The primary outcome for the current analysis was the effect of cosyntropin on circulating serum sclerostin levels. Secondary outcomes included analyzing the 24-h change in serum sclerostin in men and women separately and assessing whether age, sex, BMI, or urine-free cortisol were predictors of serum sclerostin levels. Data are expressed in mean ± s.d. for normally distributed data and as median (interquartile range) for non-normally distributed data. Serum sclerostin data were not normally distributed at all time points for both placebo and cosyntropin infusions. Therefore, data were log-transformed prior to analysis. We used a mixed model for the analysis, adjusting for fixed factors (age, sex, time, and BMI) and random factor (each individual), to compare cosyntropin treatment vs placebo treatment over time. Non-repeated measures assessed in two conditions were analyzed using Student’s two-tailed t-test.

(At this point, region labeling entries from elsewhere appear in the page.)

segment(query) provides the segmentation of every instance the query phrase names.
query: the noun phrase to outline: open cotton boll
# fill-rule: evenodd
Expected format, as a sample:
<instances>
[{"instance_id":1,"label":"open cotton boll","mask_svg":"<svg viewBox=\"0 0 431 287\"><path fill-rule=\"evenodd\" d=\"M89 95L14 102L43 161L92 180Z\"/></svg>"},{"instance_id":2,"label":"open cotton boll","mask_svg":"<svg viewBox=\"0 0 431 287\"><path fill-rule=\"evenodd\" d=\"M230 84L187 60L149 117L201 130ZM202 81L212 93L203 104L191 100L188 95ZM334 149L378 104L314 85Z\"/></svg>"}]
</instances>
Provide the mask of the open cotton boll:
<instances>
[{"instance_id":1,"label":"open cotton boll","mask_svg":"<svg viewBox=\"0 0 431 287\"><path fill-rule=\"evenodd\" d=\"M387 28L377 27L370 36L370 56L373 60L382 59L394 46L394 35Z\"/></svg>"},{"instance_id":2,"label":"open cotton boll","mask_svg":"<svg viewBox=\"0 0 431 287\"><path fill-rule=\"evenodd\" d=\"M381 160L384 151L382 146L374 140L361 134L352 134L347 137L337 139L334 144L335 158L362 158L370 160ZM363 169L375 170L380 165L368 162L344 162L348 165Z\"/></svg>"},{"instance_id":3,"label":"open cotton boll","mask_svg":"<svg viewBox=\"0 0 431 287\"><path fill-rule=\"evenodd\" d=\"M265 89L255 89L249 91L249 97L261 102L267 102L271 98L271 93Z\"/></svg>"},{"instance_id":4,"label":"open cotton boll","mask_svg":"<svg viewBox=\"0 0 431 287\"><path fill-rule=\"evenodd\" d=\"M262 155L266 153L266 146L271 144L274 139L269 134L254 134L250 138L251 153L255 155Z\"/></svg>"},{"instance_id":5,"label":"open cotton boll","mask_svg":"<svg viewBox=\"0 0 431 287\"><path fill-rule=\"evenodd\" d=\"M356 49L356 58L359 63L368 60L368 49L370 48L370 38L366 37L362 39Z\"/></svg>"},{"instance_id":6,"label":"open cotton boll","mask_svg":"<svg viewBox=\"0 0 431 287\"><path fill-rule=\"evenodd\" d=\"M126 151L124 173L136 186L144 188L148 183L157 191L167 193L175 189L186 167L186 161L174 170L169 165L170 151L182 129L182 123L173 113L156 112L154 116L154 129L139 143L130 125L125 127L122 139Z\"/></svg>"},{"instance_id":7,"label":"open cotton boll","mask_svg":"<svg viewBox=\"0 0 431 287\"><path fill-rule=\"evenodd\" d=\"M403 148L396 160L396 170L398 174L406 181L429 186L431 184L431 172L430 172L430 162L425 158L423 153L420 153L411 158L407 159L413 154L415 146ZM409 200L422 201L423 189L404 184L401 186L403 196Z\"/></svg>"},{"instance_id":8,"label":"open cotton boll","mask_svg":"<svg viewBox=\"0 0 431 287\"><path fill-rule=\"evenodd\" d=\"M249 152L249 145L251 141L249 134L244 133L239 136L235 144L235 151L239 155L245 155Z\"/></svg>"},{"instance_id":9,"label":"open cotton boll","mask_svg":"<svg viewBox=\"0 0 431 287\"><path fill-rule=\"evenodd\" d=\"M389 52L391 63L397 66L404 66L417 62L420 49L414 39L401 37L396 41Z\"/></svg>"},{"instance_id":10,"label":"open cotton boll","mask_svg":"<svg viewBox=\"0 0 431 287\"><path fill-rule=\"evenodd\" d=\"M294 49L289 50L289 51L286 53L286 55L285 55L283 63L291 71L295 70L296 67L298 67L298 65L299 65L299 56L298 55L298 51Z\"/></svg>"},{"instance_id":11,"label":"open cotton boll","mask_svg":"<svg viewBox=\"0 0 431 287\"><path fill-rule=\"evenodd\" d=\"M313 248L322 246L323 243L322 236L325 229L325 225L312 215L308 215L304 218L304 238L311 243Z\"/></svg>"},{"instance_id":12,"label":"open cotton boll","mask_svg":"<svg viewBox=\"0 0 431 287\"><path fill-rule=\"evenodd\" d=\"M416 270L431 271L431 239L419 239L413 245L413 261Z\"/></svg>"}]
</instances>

For comparisons of baseline sclerostin, data were log-transformed prior to performing the Student’s two-tailed t-test. Linear regression models were used to assess the relationships between the variables. Categorical variables were compared using Fisher’s exact test. P values <0.05 were considered significant. Statistical analysis was performed with JMP®, Version <12 pro>. SAS Institute Inc., Cary, NC, USA 1989–2019.

Results

Study participants and clinical characteristics

A total of 18 healthy participants were randomized and completed both the cosyntropin and placebo study visits. Of these, 17 participants had serum samples available for determination of sclerostin levels and were included in the analysis. The mean age of the participants was 32 ± 13 years with mean BMI of 23.6 ± 3.3 kg/m2. In the study, 10 out of 17 participants were male and 12 out of 17 were Caucasian. Of the seven female participants, two were taking oral contraceptive pills. Baseline characteristics and demographics are shown in Table 1. Recruitment and follow-up occurred during the period lasting from March 2015 to March 2016. There were no significant harms or unintended effects observed with either treatment.

Table 1

Participant demographics and screening characteristics (n  = 17). Data are expressed as percentage or mean ± s.d.

ParameterValue
Age (years)32 ± 13
Sex41% Female, 59% Male
Race (self-identified)6% Asian, 23% African American or Black, 71% White
Latino or Hispanic6%
BMI (kg/m2)23.6 ± 3.3
Systolic blood pressure (mmHg)116 ± 9
Diastolic blood pressure (mmHg)70 ± 8
Heart rate (b.p.m.)79 ± 11

Association of sclerostin with baseline characteristics

We measured the baseline sclerostin levels at the start of each study visit, which occurred 1.4 ± 0.7 months apart. An interaction effect model showed no carry-over effect of treatment on sclerostin (P = 0.995). There was a strong correlation (R2 = 0.65, P < 0.0001) between the two baseline sclerostin measurements measured at the start of each visit, demonstrating stability in sclerostin levels over time within an individual (Fig. 2). The average baseline sclerostin level for each participant was determined by averaging the baseline measurements from study visit 1 to study visit 2. There was a wide range of average baseline sclerostin values between individuals, from 228.5 to 782.9 pg/mL (range 554.4 pg/mL). Men had a significantly higher average baseline sclerostin compared to women (533.0 (389.8–561.0) pg/mL vs 249.5 (245.4–323.9) pg/mL, P = 0.001). Seventy percent of the men had baseline sclerostin values higher than the maximum value observed in women. Using a linear regression model, sex was a predictor of baseline sclerostin (R2 = 0.46), whereas age and BMI did not predict baseline sclerostin levels (R2 <0.01 and R2 <0.0001, respectively).

Figure 2
Figure 2

Baseline sclerostin correlated by visit. Bivariate correlation between each individual’s baseline sclerostin values at the placebo visit and cosyntropin visit. Baseline sclerostin measurements were significantly correlated, P < 0.0001 (linear regression). There was a wide range of baseline sclerostin levels, however, for a given individual it remained consistent over the 1–3 months wash-out period. Open circles denote female participants and solid triangles denote male participants.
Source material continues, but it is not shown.